The interim president, Dioncounda Traore, who was sworn in by Supreme Court President, Nouhoum Tapily in the capital city of Bamako, has warned that his army will engage in a “total war” with Tuareg-led rebels in the north, media reports said.
Traore was Speaker of the National Assembly until the March 22 coup. He is to serve as Mali’s president for 40 days following an agreement between West African regional mediators and the leader of the junta that seized power last month.
Although he is constitutionally mandated to serve only 40 days in office, leaders of the regional mediating Economic Community of West African States (ECOWAS) have tacitly acknowledged that he may be entitled to a lengthier stay in office, as he is confronted with the daunting task of organising new elections in a country whose northern half is already firmly in the grip of Tuareg-led rebels and Islamist cohorts.
The putschists had claimed to have seized power in protest of Toure’s mishandling of the rebellion in the North, but it was only after his ousting that the Tuareg rebels succeeded in taking the three largest cities in the region — Kidal, Gaol and Timbuktu — and declaring an independent state of Azawad.
The crowd cheered at Thursday’s inauguration after the military coup leader shook Traore’s hand.
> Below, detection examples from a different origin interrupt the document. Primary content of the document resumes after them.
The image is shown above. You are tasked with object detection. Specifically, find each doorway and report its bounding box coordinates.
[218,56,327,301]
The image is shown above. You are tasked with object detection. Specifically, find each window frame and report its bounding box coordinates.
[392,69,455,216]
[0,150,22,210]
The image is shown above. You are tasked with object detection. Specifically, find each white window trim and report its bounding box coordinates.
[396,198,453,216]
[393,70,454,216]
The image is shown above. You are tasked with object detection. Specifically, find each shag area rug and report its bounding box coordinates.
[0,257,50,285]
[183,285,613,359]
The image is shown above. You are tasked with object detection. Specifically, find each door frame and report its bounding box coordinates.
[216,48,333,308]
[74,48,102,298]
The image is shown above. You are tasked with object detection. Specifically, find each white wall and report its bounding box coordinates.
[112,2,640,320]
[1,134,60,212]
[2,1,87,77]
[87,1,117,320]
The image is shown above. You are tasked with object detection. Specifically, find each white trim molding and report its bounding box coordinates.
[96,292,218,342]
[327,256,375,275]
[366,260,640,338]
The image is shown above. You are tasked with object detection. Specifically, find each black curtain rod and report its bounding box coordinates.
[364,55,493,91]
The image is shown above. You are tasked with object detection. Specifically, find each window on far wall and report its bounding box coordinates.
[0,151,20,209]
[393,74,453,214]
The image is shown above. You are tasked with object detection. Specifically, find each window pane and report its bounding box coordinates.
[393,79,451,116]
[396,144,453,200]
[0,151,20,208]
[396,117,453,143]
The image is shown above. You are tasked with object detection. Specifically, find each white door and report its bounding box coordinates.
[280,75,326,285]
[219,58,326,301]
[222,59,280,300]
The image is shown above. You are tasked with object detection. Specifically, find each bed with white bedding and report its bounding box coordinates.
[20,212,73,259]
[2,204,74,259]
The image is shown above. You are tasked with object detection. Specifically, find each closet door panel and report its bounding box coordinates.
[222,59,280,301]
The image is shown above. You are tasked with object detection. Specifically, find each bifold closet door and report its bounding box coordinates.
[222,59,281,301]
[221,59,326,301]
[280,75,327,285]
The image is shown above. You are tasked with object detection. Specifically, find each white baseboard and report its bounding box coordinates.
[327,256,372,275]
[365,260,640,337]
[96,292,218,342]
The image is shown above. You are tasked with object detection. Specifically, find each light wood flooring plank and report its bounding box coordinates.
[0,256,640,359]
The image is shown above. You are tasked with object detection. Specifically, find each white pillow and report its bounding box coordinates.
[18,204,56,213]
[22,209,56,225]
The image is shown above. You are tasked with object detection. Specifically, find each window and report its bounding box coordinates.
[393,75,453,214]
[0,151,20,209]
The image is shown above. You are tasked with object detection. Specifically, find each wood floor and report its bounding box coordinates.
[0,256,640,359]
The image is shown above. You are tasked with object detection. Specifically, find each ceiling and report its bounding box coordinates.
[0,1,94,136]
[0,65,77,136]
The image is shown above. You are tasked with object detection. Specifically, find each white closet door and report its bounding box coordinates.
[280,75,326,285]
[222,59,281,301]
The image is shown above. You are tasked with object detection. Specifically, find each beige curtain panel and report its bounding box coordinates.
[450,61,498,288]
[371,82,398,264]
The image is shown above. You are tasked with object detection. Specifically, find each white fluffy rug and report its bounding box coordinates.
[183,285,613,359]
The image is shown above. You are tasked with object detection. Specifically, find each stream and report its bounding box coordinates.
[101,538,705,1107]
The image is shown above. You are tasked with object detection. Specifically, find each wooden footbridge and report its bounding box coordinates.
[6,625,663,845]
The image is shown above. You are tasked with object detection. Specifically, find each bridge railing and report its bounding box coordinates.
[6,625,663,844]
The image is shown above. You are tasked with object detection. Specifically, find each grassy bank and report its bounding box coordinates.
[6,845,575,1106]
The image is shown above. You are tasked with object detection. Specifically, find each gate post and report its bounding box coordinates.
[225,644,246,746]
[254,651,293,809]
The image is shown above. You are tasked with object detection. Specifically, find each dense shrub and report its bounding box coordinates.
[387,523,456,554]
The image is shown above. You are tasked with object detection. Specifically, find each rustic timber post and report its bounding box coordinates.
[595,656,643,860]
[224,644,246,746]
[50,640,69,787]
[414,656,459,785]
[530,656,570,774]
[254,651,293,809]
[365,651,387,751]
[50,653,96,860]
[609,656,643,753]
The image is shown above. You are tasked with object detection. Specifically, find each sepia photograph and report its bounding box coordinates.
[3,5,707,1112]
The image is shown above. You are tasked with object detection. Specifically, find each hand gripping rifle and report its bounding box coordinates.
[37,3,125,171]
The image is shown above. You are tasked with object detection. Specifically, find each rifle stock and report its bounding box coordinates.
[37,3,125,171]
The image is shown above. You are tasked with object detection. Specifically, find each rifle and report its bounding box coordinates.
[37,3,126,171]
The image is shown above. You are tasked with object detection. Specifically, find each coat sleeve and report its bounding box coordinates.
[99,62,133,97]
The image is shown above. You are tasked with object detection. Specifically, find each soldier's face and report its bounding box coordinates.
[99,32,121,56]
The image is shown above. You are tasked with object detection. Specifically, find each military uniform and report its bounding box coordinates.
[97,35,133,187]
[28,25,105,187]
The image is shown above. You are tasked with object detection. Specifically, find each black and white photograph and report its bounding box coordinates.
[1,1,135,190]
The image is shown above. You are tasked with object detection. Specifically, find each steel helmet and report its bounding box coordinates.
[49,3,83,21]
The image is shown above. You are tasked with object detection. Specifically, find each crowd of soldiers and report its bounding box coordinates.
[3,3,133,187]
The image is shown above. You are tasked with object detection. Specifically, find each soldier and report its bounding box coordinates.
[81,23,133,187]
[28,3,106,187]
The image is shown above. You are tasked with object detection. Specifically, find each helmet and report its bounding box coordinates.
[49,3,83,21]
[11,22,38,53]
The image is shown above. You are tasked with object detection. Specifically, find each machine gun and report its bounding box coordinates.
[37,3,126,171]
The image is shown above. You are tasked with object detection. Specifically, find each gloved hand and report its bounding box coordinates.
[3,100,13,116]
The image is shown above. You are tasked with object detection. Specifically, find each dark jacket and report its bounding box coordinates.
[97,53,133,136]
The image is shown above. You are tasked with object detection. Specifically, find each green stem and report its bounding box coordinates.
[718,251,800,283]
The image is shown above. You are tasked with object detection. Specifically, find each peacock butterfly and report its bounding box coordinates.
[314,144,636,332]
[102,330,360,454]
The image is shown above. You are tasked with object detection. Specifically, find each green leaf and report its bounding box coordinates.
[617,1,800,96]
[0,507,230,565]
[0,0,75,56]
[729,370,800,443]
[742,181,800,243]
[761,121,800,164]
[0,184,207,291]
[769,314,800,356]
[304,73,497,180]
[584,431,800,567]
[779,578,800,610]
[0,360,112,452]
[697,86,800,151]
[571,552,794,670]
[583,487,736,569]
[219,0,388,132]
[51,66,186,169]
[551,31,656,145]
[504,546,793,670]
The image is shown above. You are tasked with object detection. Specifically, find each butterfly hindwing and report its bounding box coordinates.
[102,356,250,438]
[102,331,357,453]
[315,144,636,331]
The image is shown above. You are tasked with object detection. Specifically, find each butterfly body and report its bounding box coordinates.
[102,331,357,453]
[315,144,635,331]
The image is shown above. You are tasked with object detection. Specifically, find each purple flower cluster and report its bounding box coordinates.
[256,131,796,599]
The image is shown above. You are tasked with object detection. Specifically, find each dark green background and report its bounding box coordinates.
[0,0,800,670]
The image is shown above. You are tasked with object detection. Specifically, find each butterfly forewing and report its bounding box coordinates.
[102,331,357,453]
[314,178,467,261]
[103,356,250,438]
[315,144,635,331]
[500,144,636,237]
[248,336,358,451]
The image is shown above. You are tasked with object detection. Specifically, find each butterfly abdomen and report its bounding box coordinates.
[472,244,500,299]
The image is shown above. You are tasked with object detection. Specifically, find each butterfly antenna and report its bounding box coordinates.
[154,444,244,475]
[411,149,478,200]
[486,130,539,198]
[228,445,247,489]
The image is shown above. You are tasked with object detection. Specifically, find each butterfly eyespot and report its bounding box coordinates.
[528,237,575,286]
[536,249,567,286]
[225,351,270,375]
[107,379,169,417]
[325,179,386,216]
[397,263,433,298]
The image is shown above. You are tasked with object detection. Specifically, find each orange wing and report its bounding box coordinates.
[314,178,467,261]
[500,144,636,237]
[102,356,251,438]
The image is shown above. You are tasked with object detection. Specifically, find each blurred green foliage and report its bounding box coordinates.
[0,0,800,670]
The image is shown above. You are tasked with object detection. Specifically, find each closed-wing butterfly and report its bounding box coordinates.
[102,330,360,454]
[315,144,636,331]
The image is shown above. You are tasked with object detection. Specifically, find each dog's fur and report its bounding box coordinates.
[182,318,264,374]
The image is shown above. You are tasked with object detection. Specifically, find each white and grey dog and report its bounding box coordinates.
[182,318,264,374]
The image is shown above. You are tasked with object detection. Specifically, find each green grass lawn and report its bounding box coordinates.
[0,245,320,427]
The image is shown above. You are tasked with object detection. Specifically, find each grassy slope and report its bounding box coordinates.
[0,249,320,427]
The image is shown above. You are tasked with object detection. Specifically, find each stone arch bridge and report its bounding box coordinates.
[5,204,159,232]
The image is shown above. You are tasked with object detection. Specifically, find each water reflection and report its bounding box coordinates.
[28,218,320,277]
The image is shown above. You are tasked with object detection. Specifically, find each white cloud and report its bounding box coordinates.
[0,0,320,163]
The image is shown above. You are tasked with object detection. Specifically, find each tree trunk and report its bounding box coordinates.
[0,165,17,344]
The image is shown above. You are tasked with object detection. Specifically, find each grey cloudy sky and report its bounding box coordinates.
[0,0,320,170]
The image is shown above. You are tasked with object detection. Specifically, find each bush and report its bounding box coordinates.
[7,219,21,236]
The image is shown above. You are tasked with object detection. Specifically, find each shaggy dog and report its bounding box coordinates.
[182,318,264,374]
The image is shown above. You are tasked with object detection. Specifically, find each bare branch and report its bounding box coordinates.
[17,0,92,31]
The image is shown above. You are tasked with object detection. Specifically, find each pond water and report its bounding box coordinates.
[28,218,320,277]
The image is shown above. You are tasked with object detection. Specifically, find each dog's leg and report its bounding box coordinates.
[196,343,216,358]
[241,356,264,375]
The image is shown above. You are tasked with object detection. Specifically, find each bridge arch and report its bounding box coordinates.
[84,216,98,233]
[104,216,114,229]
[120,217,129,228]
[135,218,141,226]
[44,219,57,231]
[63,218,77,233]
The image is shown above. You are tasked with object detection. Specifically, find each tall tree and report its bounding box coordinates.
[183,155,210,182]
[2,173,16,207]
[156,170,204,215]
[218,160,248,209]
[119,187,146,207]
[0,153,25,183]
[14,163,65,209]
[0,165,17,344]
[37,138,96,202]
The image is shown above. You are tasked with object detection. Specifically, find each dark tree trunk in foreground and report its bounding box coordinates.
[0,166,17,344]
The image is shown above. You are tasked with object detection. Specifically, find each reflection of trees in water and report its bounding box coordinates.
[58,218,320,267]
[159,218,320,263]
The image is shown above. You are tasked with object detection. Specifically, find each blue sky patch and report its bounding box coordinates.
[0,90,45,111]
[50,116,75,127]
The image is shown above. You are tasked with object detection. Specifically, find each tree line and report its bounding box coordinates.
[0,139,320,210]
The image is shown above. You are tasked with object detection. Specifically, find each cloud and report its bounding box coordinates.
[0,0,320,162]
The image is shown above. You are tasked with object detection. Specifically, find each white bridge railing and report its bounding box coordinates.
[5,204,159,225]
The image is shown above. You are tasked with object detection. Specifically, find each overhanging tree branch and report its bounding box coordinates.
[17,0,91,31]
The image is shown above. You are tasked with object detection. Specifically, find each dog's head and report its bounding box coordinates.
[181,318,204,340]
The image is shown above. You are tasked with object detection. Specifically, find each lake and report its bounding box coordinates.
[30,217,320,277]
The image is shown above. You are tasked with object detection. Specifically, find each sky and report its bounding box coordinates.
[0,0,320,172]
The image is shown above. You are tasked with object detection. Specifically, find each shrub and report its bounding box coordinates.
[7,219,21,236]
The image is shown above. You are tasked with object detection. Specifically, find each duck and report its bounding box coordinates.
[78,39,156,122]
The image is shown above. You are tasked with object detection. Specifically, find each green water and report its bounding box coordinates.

The new interim president said he would “never negotiate about the partition of Mali.”
“I am president of a country that loves peace,” Traore said when he was sworn into office, reported Al Jazeera. “I call on the rebels to halt all abuses.”
“We won’t hesitate to wage a total, relentless war to regain our territorial integrity and also to kick out of our country all these invaders who bring despair and misery,” Traore said.